Jack Garden called Sandra Roman to the stand. David Martinez struggled to contain his emotions as he watched his wife raise her right hand to take her oath. Sandra didn’t want to testify but because she and David didn’t have a marriage license, their relationship was only considered a common law marriage. Marital privileges did not

apply. Sandra testified for hours regarding Martinez’s involvement in the Mongols Motorcycle Club. Her responses were tearful and often terse, prompting the court to allow Jack Garden to treat her as a hostile witness. But Sandra’s one word answers and defiant attitude didn’t deter the prosecution.

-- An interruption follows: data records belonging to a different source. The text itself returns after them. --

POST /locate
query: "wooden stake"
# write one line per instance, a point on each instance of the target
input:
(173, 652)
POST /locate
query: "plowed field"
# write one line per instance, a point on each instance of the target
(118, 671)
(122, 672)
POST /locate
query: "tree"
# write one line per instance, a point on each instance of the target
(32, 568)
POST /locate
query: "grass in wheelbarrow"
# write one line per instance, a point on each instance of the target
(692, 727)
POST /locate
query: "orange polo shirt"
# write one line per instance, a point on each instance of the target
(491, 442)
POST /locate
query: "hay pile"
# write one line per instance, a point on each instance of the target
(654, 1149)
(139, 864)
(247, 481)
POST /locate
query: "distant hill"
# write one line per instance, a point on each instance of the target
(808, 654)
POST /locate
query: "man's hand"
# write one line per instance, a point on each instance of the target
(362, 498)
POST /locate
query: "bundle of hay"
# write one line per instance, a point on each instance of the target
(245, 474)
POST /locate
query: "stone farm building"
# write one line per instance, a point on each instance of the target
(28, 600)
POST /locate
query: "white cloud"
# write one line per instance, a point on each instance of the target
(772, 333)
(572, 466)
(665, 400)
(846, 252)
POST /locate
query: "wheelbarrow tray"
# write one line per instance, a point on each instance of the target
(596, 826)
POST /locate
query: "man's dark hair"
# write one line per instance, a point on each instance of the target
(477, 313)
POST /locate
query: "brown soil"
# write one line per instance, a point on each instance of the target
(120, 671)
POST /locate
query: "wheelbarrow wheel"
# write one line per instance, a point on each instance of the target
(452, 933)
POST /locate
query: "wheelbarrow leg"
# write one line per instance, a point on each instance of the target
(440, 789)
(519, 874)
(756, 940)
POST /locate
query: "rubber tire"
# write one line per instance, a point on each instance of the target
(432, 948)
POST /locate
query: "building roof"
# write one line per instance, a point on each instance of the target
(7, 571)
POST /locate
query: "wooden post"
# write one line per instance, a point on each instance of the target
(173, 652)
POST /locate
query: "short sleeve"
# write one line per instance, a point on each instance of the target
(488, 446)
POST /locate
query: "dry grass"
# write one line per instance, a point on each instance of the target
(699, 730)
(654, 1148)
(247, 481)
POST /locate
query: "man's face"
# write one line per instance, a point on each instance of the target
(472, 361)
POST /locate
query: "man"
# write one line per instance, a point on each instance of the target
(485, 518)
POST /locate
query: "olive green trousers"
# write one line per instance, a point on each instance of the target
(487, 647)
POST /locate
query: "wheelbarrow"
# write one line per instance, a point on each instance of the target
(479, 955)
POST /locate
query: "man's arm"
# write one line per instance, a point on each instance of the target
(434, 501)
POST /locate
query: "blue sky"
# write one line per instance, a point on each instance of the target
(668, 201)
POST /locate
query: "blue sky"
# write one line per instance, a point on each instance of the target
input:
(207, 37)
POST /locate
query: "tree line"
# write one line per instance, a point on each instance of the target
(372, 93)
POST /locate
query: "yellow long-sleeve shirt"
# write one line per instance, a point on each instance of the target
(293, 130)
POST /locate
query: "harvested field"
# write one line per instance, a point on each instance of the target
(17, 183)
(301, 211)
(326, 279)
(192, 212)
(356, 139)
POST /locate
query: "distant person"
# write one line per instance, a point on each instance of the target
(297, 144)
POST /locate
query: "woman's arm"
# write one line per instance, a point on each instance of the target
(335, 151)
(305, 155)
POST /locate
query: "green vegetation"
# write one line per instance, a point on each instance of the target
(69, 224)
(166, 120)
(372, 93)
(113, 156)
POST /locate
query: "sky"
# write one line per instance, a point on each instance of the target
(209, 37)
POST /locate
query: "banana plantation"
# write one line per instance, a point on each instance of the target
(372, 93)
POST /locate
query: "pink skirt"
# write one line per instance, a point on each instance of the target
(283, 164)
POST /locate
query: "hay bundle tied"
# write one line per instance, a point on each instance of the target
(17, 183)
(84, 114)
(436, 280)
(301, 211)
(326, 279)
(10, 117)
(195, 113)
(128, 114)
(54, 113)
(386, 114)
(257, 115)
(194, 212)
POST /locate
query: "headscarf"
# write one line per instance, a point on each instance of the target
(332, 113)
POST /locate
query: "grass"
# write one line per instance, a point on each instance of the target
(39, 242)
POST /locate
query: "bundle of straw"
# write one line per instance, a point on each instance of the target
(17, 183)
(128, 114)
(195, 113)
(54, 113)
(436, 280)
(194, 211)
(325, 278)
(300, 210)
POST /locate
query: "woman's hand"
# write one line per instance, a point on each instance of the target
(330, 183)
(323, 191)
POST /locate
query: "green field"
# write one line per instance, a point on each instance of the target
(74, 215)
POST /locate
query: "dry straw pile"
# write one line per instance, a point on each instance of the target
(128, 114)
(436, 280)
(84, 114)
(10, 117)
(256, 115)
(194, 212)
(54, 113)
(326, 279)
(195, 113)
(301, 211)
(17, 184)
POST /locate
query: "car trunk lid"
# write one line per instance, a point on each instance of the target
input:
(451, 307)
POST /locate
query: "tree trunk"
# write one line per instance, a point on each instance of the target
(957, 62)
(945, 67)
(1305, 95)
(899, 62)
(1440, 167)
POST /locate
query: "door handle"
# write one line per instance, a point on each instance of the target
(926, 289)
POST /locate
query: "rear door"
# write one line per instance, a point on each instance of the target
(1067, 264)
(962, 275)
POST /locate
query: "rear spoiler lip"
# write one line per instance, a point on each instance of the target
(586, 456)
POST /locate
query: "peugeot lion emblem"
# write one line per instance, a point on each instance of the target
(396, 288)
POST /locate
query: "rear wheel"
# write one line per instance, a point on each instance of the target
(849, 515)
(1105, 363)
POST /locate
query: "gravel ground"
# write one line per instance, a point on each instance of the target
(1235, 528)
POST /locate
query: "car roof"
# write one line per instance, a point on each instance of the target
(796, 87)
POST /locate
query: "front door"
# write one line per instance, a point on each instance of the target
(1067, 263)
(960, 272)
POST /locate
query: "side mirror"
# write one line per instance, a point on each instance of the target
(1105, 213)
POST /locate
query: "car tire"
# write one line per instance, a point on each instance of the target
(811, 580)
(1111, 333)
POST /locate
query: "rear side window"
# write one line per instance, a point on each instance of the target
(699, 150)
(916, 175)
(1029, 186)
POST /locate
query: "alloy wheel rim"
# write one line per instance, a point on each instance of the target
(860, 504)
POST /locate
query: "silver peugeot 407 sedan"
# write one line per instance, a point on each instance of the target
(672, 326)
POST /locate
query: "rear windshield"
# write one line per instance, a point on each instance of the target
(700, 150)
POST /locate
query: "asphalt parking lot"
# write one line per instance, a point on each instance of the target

Garden proceeded to display twenty-six articles of evidence taken from Sandra and David Martinez’s bedroom: plaques, party fliers, vests, belts, and T-shirts. There were pictures of Martinez in Mongols clothes and photos of David arm in arm with Mongols’ President, Little Dave. Sandra was cornered. She admitted Martinez owned the items and that he had been involved with the brotherhood for over three years. According to Sandra, David Martinez loved his Mongol “brothers.” She told the court that Martinez’ association with the Mongols upset her. She didn’t like that the club made him pay dues and encouraged him to spend weekends partying away from his family. Garden nodded at Sandra’s explanation. 

Then he took his questions one step further. “He would go out with them and he would smoke meth with them. Is that right?” Sandra hesitated, delicate in her response. She recalled that Martinez told her that he was struggling with meth addiction three weeks prior to the incident. He was getting ahead of work so that he could spend time in treatment. They had already visited the hospital where Martinez planned to

be admitted. Garden paced by the jury box and inquired about the night of Officer Diamond’s death. “And on the night or morning when you saw him in the office he was high on methamphetamine, correct?” Sandra responded quietly. “I assume so. Yes.” She recounted that Martinez was hyperactive and sweating. And it wasn’t usual for him to be up at 3am. When Sandra stepped down, David gave her a small smile as he folded and unfolded scraps of paper on the counsel’s table. 

It had taken weeks for the prosecutors to paint David Martinez as a hardened gang member but now the portrait was vivid. The defendant once shrouded in innocence now looked the part of a criminal drug user who might shoot a cop for bragging rights. Martinez’s worried glance at Sullivan betrayed his fear. How could a jury believe the word of a Mongol over the testimony of officers? Sullivan reassured him. 

The public defender had a plan and he wasn’t going down without a fight.